Hoffman, Philip "Flippy"
Gravel-voiced surfer and textile exec from Capistrano Beach, California; a pioneering big-wave rider on the North Shore of Oahu in the early 1950s, and one of the first surfers, in 1975, to ride Kaena Point. Hoffman was born (1930) in Glendale, California, raised in Hollywood and Laguna Beach, and began surfing at age 13 at San Onofre.
In late 1952, after viewing an 8-millimeter reel of the big waves at Makaha filmed by his younger brother Walter—a surfer and navy enlistee stationed at Pearl Harbor—Hoffman made his first trip to Hawaii; he and surfboard designer Bob Simmons became the first surfers to rent a house at Sunset Point on Oahu's North Shore in early 1953. "There were just a few people out there; pig ranchers and shit," Hoffman recalled in 1992, in the blunt language that became a Hoffman trademark. "We surfed and we'd sit and we'd argue. Then some guys would come over from Makaha or Honolulu and they'd surf and then leave and we'd stay and sit and argue. Pretty much the same shit as the surfers are doing today."
On January 19, 1975, with a 15-foot swell running, Hoffman and three others became the first to ride Kaena Point, a break regarded at the time as the last big-wave frontier. Four years later, Hoffman and surfer-boardmaker Mickey Muñoz built 16-foot boards and became the first surfers to ride the North Shore's outer reefs, taking off on relatively benign 18-foot waves about three-quarters of a mile from the beach.
In the late '50s, Flippy and Walter Hoffman took over Hoffman California Fabrics, the 1924-founded family business that has for decades been a primary textile supplier to the surf-wear industry.

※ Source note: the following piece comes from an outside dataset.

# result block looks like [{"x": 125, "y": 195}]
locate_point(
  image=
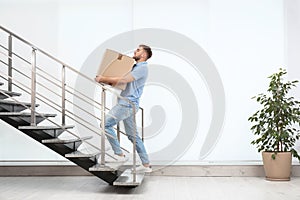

In 2006, Flippy and Walter were inducted into the Surfing Walk of Fame at Huntington Beach. Although hobbled and requiring the aid of a walker to move around, Hoffman was at that time still surfing, riding prone on a modified longboard. Hoffman died in 2010 at the age of 80 from complications of pulmonary fibrosis; his passing was noted in a lengthy New York Times obituary.
Marty Hoffman, Flippy's son, won the boys' division of the 1977 United States Surfing Championships, placed fourth in the juniors division of the 1980 World Amateur Championships, and was a competitor in the 1990 Quiksilver in Memory of Eddie Aikau big-wave contest at Waimea Bay.